Mag ik enkele oude koeien uit de gracht halen? Stokoud zelfs in mediatermen, want ik pluk ze uit de berichtgeving van enkele weken terug. Neem het vraaggesprek met Van Gheluwe op VT4. Natuurlijk snap ik de collega die maandenlang gezwoegd heeft om de bisschop voor zijn camera te brengen. Maar de weerklank ? Moet een radio-uitzending persé een uur langer duren om een niet aflatende stroom van afkeurende reacties op de luisteraar los te laten? Inclusief een woordvoerster van een kerkelijke werkgroep mensenrechten die zonder dat iemand haar tempert Van Gheluwe als een zware crimineel bestempelt. Bin Laden, dat is een zware crimineel, en Horion ook. Een journalist heeft de opdracht om dat onder de aandacht van zijn gesprekspartner te brengen. Moet hij ook niet de advocaat die de belangen van een slachtoffer verdedigt erop wijzen dat hij graag juridisch commentaar te horen krijgt en niet een zoveelste scheldtirade ?
Die dagen van Van Gheluwes terugkeer in het openbaar brachten ons het ene schoolvoorbeeld na het andere van spektakeltelevisie en –radio die vergeet om kritisch en verhelderend te zijn. Van Gheluwe is aangeschoten wild, de media beseffen dat ze zich populair maken door met de meute op klopjacht te gaan en gooien alle remmen los. Het is niet door, als de storm eenmaal geluwd is, een deskundige zijn licht te laten schijnen op journalistieke deontologie, dat je plicht vervuld is. Dat is een alibi, goede journalistiek breng je in de praktijk.
Tegenwoordig moet je oppassen als je niet met de wolven meehuilt en een dissident geluid laat horen.
Van Gheluwe een uitzondering? En Prins Laurent dan? Zijn reis naar Congo is het moment om de honden op hem af te jagen. Opnieuw zie je het spektakel de bovenhand halen. De pers gaat ervan uit dat door hem aan de schandpaal te nagelen ze de luidkeelse meerderheid ter wille is. Ze zet in de verf dat Laurent contact had met een omstreden president, in Congo, en een dictator, in Angola. Toen zijn vader verleden jaar de gewezen kolonie bezocht, hebben we Kabila niet omstreden horen noemen. Dos Santos is nooit eerder in het nieuws het etiket dictator opgekleefd. Maar als je Laurent wilt pakken, dan zijn vuile grepen geoorloofd. Het gaat me niet erom of Dos Santos al of niet een dictator is maar mag dan een reportage over Angola dat aantonen en niet het gebruik van een gratuit epitheton?

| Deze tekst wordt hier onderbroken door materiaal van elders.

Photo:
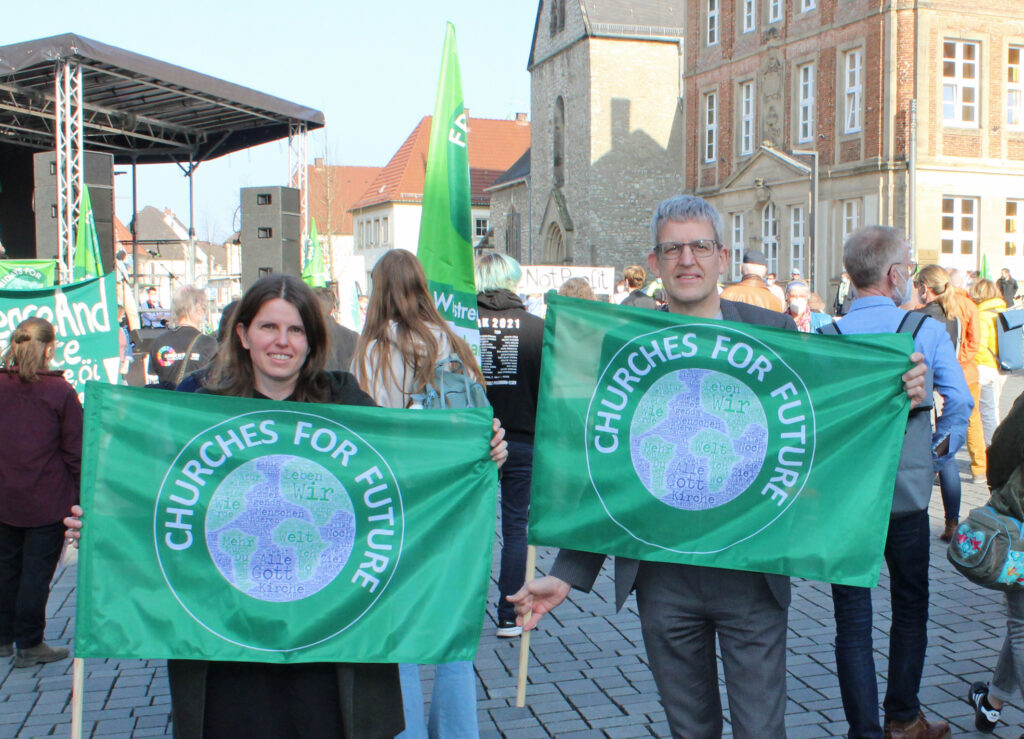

Zelfs in het groene hout zit de memel. Le Monde, twee weken terug op maandagmiddag in de rekken als eerste kwaliteitskrant die over Bin Ladens dood rapporteert, draagt als titel “Justice est faite”. Klakkeloos neemt het blad Obama’s claim over voor gerechtigheid als rechtvaardiging voor de operatie-Geronimo. Op bladzijde 4 maakt het de president zijn uitspraak de zijne in een kop boven een artikel : “Les Etats-Unis se sont finalement fait justice”. De hele nacht en ochtend hebben ze aan acht pagina’s gewerkt, zonder één keer te vermelden dat de Verenigde Staten Osama voor het Internationale Strafhof hadden kunnen brengen, als ze dat tenminste erkend hadden. De Amerikanen brengen spektakel, Le Monde zit met open mond ernaar te gapen.
Tegenwoordig moet je oppassen als je niet met de wolven meehuilt en een dissident geluid laat horen. Voor alle duidelijkheid: ik ben geen fan van pedofiele kerkleiders of prinselijke nietsnutten, geen aanhanger van het internationale terrorisme en vind de misdaden van Horion crapuleus. Maar er moest me iets van het hart over wat me na aan het hart ligt: relevante en evenwichtige journalistiek.